Notebook

ロジスティック分布の2通りの正規分布近似の比較¶

黒木玄

2017-12-23, 2018-10-06

Copyright (c) 2018 Gen Kuroki
Released under the MIT license
http://opensource.org/licenses/mit-license.php

以下のブログ記事を読んだ.

https://www.johndcook.com/blog/2010/05/18/normal-approximation-to-logistic/

以下では, ログスティック分布をKullback-Leibler情報量の意味で最良近似する正規分布とsupノルムの意味で(すなわち確率密度函数の差の絶対値の上限を最小化するような)正規分布を比較してみる.

# Julia v1.0 には存在しないパッケージの読み込みと函数の定義
using Printf
linspace(start, stop, length) = range(start, stop=stop, length=length)

# 確率分布を扱うために使用
using Distributions

# supノルムを最小化する分散を求めるために使用」
using Optim

# KL情報量を積分で計算するために使用
using QuadGK

# 散布図の色付けのために使用
using KernelDensity

# プロットに使用
using PyPlot

ロジスティック分布¶

In [2]:

?Logistic

search: Logistic

Out[2]:

Logistic(μ,θ)

The Logistic distribution with location μ and scale θ has probability density function

$f(x; \mu, \theta) = \frac{1}{4 \theta} \mathrm{sech}^2 \left( \frac{x - \mu}{2 \theta} \right)$

Logistic()       # Logistic distribution with zero location and unit scale, i.e.
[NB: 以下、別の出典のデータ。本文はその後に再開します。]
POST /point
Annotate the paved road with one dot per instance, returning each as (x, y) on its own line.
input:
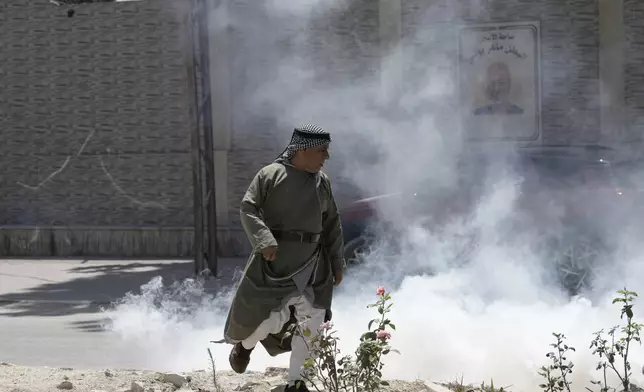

Logistic(0, 1)
Logistic(u)      # Logistic distribution with location u and unit scale, i.e. Logistic(u, 1)
Logistic(u, b)   # Logistic distribution with location u ans scale b

params(d)       # Get the parameters, i.e. (u, b)
location(d)     # Get the location parameter, i.e. u
scale(d)        # Get the scale parameter, i.e. b

External links

Logistic distribution on Wikipedia

In [3]:

@show dist_logistic = Logistic(0.0, 1.0);

dist_logistic = Logistic(0.0, 1.0) = Logistic{Float64}(μ=0.0, θ=1.0)

dist_logistic は累積分布函数が

$F(x) = \frac{1}{1-e^{-x}}$

であるような標準ロジスティック分布を意味する.

In [4]:

?Normal

search: Normal NormalCanon NormalInverseGaussian MvNormal MvNormalCanon

Out[4]:

Normal(μ,σ)

The Normal distribution with mean μ and standard deviation σ has probability density function

$f(x; \mu, \sigma) = \frac{1}{\sqrt{2 \pi \sigma^2}} \exp \left( - \frac{(x - \mu)^2}{2 \sigma^2} \right)$

Normal()          # standard Normal distribution with zero mean and unit variance
Normal(mu)        # Normal distribution with mean mu and unit variance
Normal(mu, sig)   # Normal distribution with mean mu and variance sig^2

params(d)         # Get the parameters, i.e. (mu, sig)
mean(d)           # Get the mean, i.e. mu
std(d)            # Get the standard deviation, i.e. sig

External links

Normal distribution on Wikipedia

KL情報量の意味での正規分布による最良近似¶

In [5]:

@show sigma_logistic = std(dist_logistic)
@show dist_best_normal_approx = Normal(0.0, sigma_logistic)

sleep(0.1)
x = linspace(-8,8,401)
figure()
plot(x, pdf.(dist_logistic, x),           label="logistic",            color="k", lw=1)
plot(x, pdf.(dist_best_normal_approx, x), label="best normal approx.", color="r", ls="--")
grid()
legend();

sigma_logistic = std(dist_logistic) = 1.8137993642342178
dist_best_normal_approx = Normal(0.0, sigma_logistic) = Normal{Float64}(μ=0.0, σ=1.8137993642342178)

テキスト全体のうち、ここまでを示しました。